It will be seen that these processes ensure that the rod 14 will be axially and laterally aligned with the port 64 even in difficult environments. This satisfies the third and fifth of the important features listed. The three described events that occur in combination ensure that the clip 54 does not move in a position that would block the port 64. This prevents the coupling from jamming due to a misalignment of the rod relative to the clip during the insertion of the rod. 14 at port 64. This satisfies feature number 6. The progressive nature of the axial alignment ensures that the coupling is easily connected and therefore highly resistant to jamming in the event of misalignment of the rod 14 at port 64. This satisfies characteristic number four. The easy nature of the connection process and the reliable movement of the clip 54 in its proper position leads to a coupling that tolerates deviations from dimensions found in normal manufacturing processes. This allows the required insertion force to be consistent between sibling couplings. This satisfies characteristic number two.

Finally, the satisfaction of the number one feature is facilitated by the self-aligning feature of this invention, reducing the opportunity for the various interactions of the port 64 parts with the pieces of the rod 14 to affect the insertion force. This leads to the insertion force being mainly the result of the interaction of the first round seal 42 with the second transition branch 46 for compressing the first round seal 42 and sliding it along the surface of the second transition ramp 46, of the interaction with the seal and with the clip 54 with the ramp which rotates on its axis 77 to expand the clip 54 and slide it along the surface of the ramp that rotates on its axis 77 and the interaction of the clip.
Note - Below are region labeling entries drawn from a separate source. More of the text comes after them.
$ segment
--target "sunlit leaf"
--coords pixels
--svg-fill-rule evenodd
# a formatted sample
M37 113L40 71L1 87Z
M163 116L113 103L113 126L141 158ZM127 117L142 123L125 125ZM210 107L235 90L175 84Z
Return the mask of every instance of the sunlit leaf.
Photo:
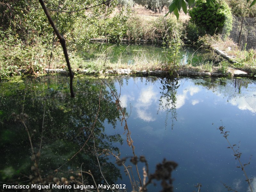
M255 4L255 3L256 3L256 0L253 0L253 1L252 1L252 3L251 4L251 5L250 5L250 7L251 7L252 6L253 6Z
M176 5L175 4L175 1L173 1L169 6L169 12L168 12L170 13L172 13L174 11L174 10L176 8ZM168 13L166 14L166 15Z
M213 8L215 8L215 5L214 5L214 4L212 2L212 0L210 0L210 5L212 7L213 7Z
M173 14L176 16L176 18L177 18L177 20L179 20L179 17L180 16L180 14L179 14L179 11L178 9L176 8L173 10Z
M183 10L183 11L184 11L185 13L187 15L187 4L186 4L186 2L184 1L184 0L182 0L181 6L182 7L182 10Z
M168 15L168 14L169 14L170 13L170 12L169 11L166 14L166 15L164 15L164 17L166 17L166 16L167 16Z

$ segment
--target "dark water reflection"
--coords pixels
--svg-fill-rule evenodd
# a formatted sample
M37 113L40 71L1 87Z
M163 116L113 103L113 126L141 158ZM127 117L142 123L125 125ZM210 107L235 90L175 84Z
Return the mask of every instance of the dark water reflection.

At present reference is made to the distance over the port between the point where the first round seal 42 first contacts the second transition ramp 46 and the point where the ramp that rotates on its axis 77 first makes contact with the ring. retention 54, at the time of insertion of the hose stem as the peak distance of the port. At present reference is made to the distance on the male portion of the connection 66 of the rod 14 between the point where the first round seal 42 first contacts the second transition ramp 46 and the point where the ramp rotates on its axis First, the retention ring 54 was counted at the time of the insertion of the hose stem as the peak distance of the rod. Specified in this embodiment, the peak distance of the port is less than the peak distance of the stem by an amount that separates the times when the interaction of the seal and the interaction of the clip occurs. This eliminates the added effect on the required insertion force caused by the seal interaction that occurs simultaneously with the clip's interaction. This does not reduce the overall amount of energy required to make the connection. However, it reduces the peak force required that is greater, either the required force caused by the interaction of the seal or the force required by the interaction of the clip. This can mean the difference between successfully completing the connection in an unfavorable environment or having a connection that simply can not be to complete. Even more significantly, you can avoid a partially completed connection that can later be disconnected with disastrous results.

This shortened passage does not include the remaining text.